An "adapter", superset of an iterator

fedor tryfanau fedor.tryfanau at gmail.com
Wed May 3 05:45:36 EDT 2023


I've been using python as a tool to solve competitive programming problems
for a while now and I've noticed a feature, python would benefit from
having.
Consider "reversed(enumerate(a))". This is a perfectly readable code,
except it's wrong in the current version of python. That's because
enumerate returns an iterator, but reversed can take only a sequence type.

The feature I am describing (and proposing) solves this.
Introducing an adapter type: this is an iterator, but it's items can be
accessed out of order.
More formally it has to:
1. Have __getitem__ to allow access by index
2. Have __len__
3. Be immutable
(It is a lot like the sequence protocol)

An adapter can be converted to an iterator by accessing it from 0 to
len(adapter). Which is done by iter(). (or by __iter__, I don't know which
implementation would be "right")
```
iter(a)
#is equivalent to
(a[i] for i in range(len(a)))
```
For example any tuple is a valid adapter and any list can be easily
converted to one.

Built-in adapter-generators:
"map" function should really return an adapter.
```
#possible implementation
m=map(lambda x:x+1,[1,2,3,4,5])
#lambda is not called
print(m[3])# gives 5 by calling the lambda on list's 3rd element, which is 4
#simplified implementation
class map:
    def __init__(self,f,a):
        self.f=f
        self.a=a
    def __getitem__(self,idx):
        return self.f(self.a[idx])
    def __len__(self):
        return len(self.a)
```
enumerate should really return an adapter
```
#simplified implementation
class enumerate:
    def __init__(self,a):
        self.a = a
    def __getitem__(self,idx):
        return idx,self.a[idx]
    def __len__(self):
        return len(self.a)
```
reversed should really return an adapter
```
#simplified implementation
class reversed:
    def __init__(self,a):
        self.a = a
        self.length=len(a)
    def __getitem__(self,idx):
        return self.a[self.length-idx-1]
    def __len__(self):
        return self.length
```
zip should really return an adapter
range should really return an adapter
filter should *not* return an adapter

All of those functions return an adapter and take in an adapter.
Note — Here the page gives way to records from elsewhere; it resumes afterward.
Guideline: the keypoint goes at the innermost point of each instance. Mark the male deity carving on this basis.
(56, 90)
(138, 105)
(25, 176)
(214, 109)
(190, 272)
But some
(excluding "reversed") should be able take an iterator and return an
iterator.
So the way I imagine a possible release version to work is that
"reversed(enumerate(a))" works if a is an adapter and throws an exception
if not

Perhaps there should be even an adapter comprehension:
```
Add1 = (a+1 for a)
#is equivalent to
Add1 = lambda s: map((lambda a: a+1),s)
transformed = Add1([1,2,3])
print(transformed[1])# should be 3
```

This adapter feature also allows you to not use a key argument "key=" for
certain functions (which could be non-existing). For example bisect.bisect
functions before 3.10 didn't have a key= argument. Some third-party
libraries could do this with it's functions too.